Gules sonrió. Atrapado.
—Sí, es muy linda, alta, algo tímida.
— ¿Eso es todo? ¿No hay más que agregar?
—Qué te puedo decir... —expresó, meditando su respuesta —Tú eres mi Dama Galadriel, ella Arwen Tinuviel y yo un Enano pelirrojo, Gimli, hijo de Gloin, si te place obsequiarme una hebra de tu cabello.

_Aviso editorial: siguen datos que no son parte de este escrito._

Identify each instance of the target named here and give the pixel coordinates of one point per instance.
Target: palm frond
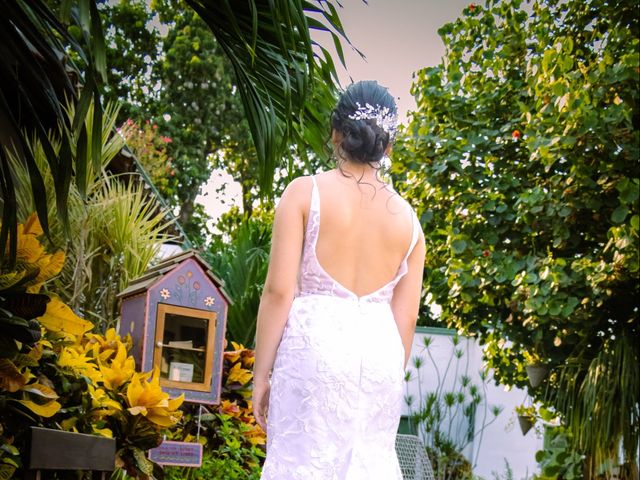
(36, 79)
(276, 64)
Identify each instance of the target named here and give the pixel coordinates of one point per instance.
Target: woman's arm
(406, 296)
(279, 288)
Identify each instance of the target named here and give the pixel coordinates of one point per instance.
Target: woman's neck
(358, 170)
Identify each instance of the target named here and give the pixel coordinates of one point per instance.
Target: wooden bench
(58, 450)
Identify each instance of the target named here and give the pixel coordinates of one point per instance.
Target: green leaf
(619, 214)
(458, 246)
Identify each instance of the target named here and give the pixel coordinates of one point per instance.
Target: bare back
(365, 231)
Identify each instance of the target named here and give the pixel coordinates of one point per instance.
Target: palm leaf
(276, 65)
(35, 82)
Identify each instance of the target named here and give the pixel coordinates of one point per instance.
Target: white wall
(502, 439)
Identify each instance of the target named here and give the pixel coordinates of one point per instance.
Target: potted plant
(526, 417)
(536, 369)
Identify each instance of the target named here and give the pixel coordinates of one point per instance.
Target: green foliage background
(522, 160)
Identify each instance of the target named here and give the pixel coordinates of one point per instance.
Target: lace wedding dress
(337, 382)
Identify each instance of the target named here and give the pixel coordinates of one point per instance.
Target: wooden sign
(177, 454)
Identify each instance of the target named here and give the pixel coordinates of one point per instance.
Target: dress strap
(313, 221)
(414, 233)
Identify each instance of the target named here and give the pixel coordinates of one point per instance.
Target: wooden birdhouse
(176, 315)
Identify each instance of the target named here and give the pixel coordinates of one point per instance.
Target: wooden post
(58, 450)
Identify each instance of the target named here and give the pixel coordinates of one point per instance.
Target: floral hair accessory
(382, 115)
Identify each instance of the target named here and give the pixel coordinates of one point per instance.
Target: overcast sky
(397, 37)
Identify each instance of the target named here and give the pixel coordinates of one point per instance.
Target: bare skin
(363, 238)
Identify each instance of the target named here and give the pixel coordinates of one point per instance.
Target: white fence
(501, 441)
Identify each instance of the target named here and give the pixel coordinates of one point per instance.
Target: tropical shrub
(523, 161)
(233, 442)
(71, 379)
(559, 459)
(446, 417)
(115, 225)
(241, 260)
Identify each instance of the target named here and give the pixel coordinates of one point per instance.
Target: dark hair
(364, 141)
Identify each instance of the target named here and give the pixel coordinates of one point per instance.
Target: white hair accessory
(382, 115)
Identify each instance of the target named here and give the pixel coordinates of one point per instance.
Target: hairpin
(382, 115)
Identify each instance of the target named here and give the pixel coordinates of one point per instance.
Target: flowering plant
(63, 376)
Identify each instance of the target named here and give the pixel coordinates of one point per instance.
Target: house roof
(152, 275)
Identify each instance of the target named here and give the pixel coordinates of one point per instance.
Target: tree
(522, 159)
(273, 60)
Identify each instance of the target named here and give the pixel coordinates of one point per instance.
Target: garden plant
(522, 160)
(450, 418)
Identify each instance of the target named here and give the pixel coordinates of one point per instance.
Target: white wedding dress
(337, 382)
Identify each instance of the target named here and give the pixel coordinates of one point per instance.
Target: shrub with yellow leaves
(54, 373)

—¡Ja! ¡ja! ¡ja! Entendí la referencia. Y no, no te voy a dar de mis cabellos ni un pelo. Tú, duende travieso, que enano ni que nada, eres un Don Juan con muchas damas. ¿Desde cuándo soy tu Dama Galadriel?
—Desde siempre...
—Si claro... ve a casa o tus minas —le despidió toda divertida, Eglin, la fiesta había culminado ya hace rato — gracias por venir, eso sí te lo concedo, eres el primero en llegar y el último en irte.
—Siempre, mi querida Dama —le respondió Gules con una excesiva y cómica reverencia, besándole las manos.
—Ya, ya... luego te doy una hebra de cabello de las pelucas viejas de mi tía, pequeño fanfarrón.
El chico se colocó sus lentes oscuros y sonriendo tomó rumbo a casa.
—Mi Dama. ¡Algún día deberás admitir que te amo! —exclamó para sí mismo con la solemnidad que ameritaba el caso.